S: Because the act has already been consummated. The act which constitute estafa,
which is the subject of criminal action of Juan against Pedro is already consummated.

AM: What is the act of estafa in this case? The act which constitute estafa is the failure
to return the money. What is the proof that Pedro actually has the money?

S: The receipt.

AM: If the receipt is falsified, did Pedro receive the money? If there is no proof that
Pedro got money, can there be an act of misappropriation? So, is the civil action a
prejudicial question in the criminal case of estafa?

S: Yes po.

AM: According to Riano, no, it is not.

S: Because of the elements of estafa…

AM: The primordial element in the crime of estafa is misappropriation by the agent, so
meaning, non-return of the 20K during the due date. But if there is no proof that the
agent has the 20K, then what element of estafa will be applicable?

S: There will be none.

AM: So there is a prejudicial question? So Dean Riano is wrong?

AM: This is actually based on an actual court case. So if I’m the defense counsel, I’m
actually confusing you and the prosecutor. Can you find a loophole in the scenario?

S: Since there is no proof of crime committed…
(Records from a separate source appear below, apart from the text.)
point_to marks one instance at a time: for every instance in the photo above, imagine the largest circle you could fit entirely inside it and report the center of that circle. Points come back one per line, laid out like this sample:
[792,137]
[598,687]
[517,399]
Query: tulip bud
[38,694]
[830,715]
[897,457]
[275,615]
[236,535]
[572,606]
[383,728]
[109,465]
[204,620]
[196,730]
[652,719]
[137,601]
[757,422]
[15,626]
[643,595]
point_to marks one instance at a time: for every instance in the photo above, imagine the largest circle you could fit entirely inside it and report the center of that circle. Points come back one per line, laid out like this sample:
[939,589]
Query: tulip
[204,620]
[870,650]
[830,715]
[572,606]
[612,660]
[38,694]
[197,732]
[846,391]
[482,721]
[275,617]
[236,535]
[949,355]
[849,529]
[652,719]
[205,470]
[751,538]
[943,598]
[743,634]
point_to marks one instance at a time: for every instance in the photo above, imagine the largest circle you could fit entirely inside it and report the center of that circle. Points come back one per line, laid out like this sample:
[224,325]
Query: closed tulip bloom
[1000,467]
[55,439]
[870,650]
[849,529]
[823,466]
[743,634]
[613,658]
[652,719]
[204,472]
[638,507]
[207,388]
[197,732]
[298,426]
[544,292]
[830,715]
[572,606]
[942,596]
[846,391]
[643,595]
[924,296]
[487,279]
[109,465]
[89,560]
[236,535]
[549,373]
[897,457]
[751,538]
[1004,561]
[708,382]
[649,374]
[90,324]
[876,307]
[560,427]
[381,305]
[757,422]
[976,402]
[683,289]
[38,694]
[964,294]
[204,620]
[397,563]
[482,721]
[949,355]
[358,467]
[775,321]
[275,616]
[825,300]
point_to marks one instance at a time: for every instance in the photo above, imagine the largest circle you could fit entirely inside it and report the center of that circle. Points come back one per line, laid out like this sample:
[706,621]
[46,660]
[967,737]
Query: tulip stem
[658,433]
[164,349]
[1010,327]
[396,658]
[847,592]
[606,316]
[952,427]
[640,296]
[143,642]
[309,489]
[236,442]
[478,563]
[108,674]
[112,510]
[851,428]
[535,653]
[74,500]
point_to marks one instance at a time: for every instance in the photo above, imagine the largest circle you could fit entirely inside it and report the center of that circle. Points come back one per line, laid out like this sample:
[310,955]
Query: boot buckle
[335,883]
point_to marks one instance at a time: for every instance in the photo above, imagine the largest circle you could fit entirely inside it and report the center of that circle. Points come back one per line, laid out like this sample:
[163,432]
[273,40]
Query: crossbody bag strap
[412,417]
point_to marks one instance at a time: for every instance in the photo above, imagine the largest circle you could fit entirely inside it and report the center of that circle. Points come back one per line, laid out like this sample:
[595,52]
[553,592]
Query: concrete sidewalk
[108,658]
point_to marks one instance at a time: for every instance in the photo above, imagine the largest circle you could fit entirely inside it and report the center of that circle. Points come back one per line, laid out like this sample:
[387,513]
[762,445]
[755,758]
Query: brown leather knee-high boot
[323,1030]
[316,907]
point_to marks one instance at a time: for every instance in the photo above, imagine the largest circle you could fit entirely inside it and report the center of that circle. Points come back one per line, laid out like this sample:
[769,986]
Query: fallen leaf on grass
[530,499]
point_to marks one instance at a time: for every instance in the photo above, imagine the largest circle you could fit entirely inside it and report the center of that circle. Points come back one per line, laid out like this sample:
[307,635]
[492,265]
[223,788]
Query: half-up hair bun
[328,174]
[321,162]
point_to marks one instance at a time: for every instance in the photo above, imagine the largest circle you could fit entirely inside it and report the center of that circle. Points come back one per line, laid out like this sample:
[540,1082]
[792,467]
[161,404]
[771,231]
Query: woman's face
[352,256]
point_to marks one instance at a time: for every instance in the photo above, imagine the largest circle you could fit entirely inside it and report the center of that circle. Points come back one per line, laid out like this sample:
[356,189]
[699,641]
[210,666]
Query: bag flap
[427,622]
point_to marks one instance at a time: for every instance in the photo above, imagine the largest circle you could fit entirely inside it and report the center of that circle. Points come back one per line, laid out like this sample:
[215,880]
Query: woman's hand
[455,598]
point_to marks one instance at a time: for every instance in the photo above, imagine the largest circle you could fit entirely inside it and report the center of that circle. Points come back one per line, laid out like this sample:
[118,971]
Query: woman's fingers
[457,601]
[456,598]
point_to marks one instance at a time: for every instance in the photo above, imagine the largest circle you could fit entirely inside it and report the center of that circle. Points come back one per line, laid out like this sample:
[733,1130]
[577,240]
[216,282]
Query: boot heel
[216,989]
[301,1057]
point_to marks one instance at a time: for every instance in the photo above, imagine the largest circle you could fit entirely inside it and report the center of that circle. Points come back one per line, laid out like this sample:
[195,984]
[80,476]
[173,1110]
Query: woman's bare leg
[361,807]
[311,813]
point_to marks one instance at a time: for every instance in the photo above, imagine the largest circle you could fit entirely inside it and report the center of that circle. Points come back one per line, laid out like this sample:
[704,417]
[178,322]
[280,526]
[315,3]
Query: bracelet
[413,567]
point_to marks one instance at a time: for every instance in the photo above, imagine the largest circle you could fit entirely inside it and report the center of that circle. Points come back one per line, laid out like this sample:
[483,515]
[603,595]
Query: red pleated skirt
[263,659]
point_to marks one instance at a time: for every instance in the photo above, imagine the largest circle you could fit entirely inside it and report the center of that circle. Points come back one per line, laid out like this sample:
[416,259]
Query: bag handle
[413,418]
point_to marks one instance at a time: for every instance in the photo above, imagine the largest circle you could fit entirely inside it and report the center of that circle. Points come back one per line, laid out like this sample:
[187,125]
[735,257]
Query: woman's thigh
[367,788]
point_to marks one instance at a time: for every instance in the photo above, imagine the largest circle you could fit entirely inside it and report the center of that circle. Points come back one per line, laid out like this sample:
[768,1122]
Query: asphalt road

AM: Well then you will acquit my client?

AM: At first glance, class, it appears that there may be a prejudicial question. But that
is more apparent than not. Because the receipt is not the element of estafa. The elect
of estafa is the act of misappropriation. So what is the receipt? It is merely a proof.
And there may be many evidence to prove the receipt of money by the agent. So
receipt is only just one of them. If the receipt is only one of the many evidence that
could prove the receipt of the money, then that is not intimately related to the criminal
case. So there may be other available evidence to prove the receipt of the 20K by
Pedro, such as testimonial evidence, object evidence, demonstrative evidence. So
there is no intimately related issues between the civil case and the criminal case for
estafa. Alright, thank you Miss Guerilla.
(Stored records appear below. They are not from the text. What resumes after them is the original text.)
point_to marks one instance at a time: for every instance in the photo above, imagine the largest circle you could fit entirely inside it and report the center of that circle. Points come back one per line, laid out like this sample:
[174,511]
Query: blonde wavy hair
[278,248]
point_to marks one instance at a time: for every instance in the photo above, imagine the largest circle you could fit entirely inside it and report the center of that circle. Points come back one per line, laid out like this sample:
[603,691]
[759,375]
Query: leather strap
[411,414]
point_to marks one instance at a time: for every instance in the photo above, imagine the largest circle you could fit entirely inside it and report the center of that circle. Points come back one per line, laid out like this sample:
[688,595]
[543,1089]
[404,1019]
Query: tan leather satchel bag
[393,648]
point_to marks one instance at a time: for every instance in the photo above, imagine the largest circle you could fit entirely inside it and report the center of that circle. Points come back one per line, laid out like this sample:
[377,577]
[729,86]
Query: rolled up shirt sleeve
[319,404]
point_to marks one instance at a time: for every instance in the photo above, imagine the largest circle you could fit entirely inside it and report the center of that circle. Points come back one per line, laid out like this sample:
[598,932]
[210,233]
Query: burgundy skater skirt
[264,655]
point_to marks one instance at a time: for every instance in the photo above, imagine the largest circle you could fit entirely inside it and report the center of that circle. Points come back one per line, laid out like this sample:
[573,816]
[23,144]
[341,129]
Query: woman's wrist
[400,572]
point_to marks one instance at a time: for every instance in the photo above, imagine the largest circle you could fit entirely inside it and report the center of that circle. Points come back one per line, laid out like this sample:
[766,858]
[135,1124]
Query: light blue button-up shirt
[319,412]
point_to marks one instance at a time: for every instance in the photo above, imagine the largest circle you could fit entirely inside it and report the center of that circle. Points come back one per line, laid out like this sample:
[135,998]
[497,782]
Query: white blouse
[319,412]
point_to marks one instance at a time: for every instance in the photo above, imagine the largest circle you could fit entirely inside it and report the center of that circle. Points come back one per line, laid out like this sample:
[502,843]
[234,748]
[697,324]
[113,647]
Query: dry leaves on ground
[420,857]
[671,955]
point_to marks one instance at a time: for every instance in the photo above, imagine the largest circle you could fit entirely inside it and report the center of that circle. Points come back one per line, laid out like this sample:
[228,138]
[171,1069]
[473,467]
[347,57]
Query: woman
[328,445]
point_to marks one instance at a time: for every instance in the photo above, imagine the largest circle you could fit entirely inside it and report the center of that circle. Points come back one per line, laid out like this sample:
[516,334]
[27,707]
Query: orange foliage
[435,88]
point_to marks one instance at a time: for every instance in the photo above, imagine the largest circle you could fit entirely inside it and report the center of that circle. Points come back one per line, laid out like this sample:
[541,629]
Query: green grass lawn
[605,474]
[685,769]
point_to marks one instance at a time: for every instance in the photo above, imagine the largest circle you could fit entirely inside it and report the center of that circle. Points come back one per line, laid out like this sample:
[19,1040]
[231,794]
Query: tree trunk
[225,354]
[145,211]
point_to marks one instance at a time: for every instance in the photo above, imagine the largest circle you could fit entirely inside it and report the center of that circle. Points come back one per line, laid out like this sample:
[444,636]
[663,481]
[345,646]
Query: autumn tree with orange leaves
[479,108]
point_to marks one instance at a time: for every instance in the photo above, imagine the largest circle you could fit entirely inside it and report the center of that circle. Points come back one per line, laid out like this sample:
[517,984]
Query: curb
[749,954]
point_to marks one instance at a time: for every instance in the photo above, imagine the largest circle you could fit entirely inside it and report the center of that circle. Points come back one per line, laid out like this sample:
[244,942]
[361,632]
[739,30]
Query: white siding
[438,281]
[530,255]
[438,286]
AM: When is an instance that they may be an actual prejudicial action for estafa is that
when we deal with corporations. In corporations, class, as you will learn later on, it is
important that the appointment of an officer is valid and binding. If the appointment of
an officer is not valid and binding, then any corporate act will be deemed void. So for
example, Juan is a vice president of a company, and then Pedro is the President.
Pedro reminds Juan to return the 10M pf the corporation. Pedro then files a civil action
for return of sum of money. On the other hand, Juan files an intra-corporate dispute to
question the validity of the appoint of Pedro. Suppose there is subsequent criminal
case for estafa. Is there a prejudicial question? The answer to that, class, is yes.
Because the authority of Pedro to demand the 10M from Juan is the primordial issue in
the intra-corporate dispute questioning his appointment or election of the president of
the corporation. So be very careful class in looking at the facts when there is a
prejudicial question involving the criminal case of estafa. Because that is a very hard
question. Mr. Bana?

AM: Now let us go to the more diffract rule, Rule 112. What is Rule 112?

S: Rule 112 is about preliminary investigation.
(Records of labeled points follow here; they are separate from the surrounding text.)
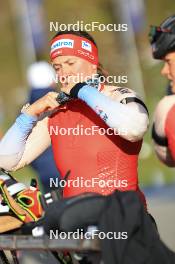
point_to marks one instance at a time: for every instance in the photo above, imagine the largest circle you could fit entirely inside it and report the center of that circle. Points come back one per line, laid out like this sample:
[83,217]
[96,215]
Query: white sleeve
[131,119]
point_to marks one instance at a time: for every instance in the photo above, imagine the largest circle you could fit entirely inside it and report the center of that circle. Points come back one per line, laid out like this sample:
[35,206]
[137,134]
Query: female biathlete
[103,160]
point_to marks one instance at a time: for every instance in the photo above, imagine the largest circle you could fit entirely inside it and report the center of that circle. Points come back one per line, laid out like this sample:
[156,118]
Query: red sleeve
[170,130]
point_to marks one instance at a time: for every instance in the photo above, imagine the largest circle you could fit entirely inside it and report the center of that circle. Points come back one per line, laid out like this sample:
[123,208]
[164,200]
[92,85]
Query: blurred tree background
[13,87]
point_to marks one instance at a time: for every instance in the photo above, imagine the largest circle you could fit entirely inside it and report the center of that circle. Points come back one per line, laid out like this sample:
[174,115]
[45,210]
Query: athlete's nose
[64,73]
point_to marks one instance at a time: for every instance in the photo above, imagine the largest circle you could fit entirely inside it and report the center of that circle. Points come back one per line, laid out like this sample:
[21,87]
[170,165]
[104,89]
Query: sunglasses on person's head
[156,32]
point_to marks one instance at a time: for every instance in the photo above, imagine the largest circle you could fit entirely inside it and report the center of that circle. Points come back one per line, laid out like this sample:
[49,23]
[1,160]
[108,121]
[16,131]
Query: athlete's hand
[45,103]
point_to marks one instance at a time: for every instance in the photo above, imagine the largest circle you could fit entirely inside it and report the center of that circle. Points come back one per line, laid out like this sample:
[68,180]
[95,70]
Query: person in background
[111,157]
[40,78]
[162,39]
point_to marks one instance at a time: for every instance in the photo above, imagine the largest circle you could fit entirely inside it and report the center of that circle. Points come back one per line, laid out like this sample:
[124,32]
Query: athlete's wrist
[75,90]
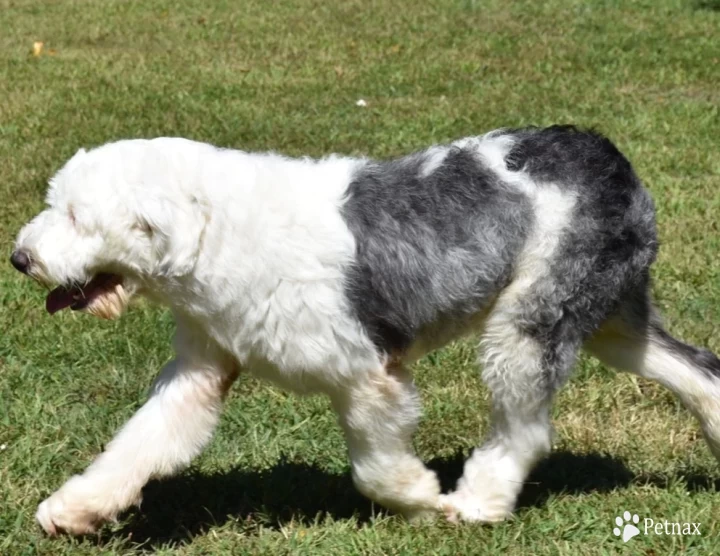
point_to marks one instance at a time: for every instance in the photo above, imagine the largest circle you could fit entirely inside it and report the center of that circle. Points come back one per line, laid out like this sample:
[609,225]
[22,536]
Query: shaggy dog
[331,276]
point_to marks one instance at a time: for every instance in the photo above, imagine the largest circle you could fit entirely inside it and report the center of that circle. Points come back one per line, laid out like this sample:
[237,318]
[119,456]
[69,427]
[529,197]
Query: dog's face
[115,222]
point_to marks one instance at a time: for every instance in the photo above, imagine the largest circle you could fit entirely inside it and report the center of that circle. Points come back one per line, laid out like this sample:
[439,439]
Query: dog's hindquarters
[635,341]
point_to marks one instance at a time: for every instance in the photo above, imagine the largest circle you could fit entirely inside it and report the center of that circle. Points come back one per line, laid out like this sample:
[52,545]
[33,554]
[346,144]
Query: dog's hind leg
[635,341]
[523,373]
[379,413]
[166,433]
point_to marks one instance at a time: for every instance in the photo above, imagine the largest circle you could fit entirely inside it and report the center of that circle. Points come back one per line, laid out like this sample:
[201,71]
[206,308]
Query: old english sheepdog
[332,276]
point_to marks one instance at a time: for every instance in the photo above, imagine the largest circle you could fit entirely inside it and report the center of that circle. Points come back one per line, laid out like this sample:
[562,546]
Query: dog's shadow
[177,509]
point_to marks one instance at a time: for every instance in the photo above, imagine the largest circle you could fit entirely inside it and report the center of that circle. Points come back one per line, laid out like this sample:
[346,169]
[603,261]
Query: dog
[332,276]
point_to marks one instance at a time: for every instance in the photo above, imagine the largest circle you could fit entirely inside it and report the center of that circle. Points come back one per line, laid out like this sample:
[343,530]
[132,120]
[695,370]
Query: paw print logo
[629,530]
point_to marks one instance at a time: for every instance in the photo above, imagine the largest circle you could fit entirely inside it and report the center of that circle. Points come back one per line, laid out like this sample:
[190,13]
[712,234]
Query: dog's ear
[176,229]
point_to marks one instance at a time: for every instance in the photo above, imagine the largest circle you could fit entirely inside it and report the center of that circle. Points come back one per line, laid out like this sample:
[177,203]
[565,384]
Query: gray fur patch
[430,246]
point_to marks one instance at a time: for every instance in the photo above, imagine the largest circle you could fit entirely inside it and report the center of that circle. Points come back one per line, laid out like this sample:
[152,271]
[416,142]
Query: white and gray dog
[332,276]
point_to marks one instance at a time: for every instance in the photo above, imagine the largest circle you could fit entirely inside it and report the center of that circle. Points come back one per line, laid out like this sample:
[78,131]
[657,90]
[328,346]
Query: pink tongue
[58,299]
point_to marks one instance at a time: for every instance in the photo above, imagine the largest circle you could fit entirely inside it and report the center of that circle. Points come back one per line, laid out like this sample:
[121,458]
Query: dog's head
[117,218]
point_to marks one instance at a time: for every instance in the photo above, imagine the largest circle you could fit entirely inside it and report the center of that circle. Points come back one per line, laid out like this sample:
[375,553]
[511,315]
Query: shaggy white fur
[330,276]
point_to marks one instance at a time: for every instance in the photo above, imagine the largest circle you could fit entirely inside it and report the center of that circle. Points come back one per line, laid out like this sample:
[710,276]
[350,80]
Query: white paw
[461,506]
[64,512]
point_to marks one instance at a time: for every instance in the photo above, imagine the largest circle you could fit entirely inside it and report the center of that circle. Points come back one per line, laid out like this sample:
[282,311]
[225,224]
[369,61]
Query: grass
[286,76]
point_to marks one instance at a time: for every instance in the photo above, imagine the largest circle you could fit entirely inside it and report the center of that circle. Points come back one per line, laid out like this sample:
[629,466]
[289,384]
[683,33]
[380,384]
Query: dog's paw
[65,512]
[461,506]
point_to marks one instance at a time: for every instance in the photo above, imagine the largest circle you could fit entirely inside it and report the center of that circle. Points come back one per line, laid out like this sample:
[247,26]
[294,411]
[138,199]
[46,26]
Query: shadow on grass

AM: So what is a preliminary investigation?

S: It is an inquiry or proceeding wherein the primary purpose is to determine whether


or not there is a ground that will show whether the respondent probably is guilty of the
crime charged.

AM: Is a preliminary investigation an administrative proceeding?

S: Executive po. Ah, no po.

AM: So it is not an administrative proceeding? Anyway, before that… Are the rights
under the custodial rights of the accused applicable in the preliminary investigation?
Do you know the custodial rights of the accused?

S: No po.

AM: You do not know the custodial right of the accused? The right to be silent, to
counsel…

S: The right to be informed.

AM: No, the right to be informed is NOT a custodial right, it is a right during trial. So
are custodial rights of the accused applicable in the preliminary investigation?

S: Yes.

AM: Yes? So during preliminary investigation, the accused can demand “I have the
right to remain silent!”?

S: In that case po, no po pala.

AM: So custodial rights are not applicable during preliminary investigation? So can you
name those?

S: …

AM: Come on this a review of your Constitutional Law 2.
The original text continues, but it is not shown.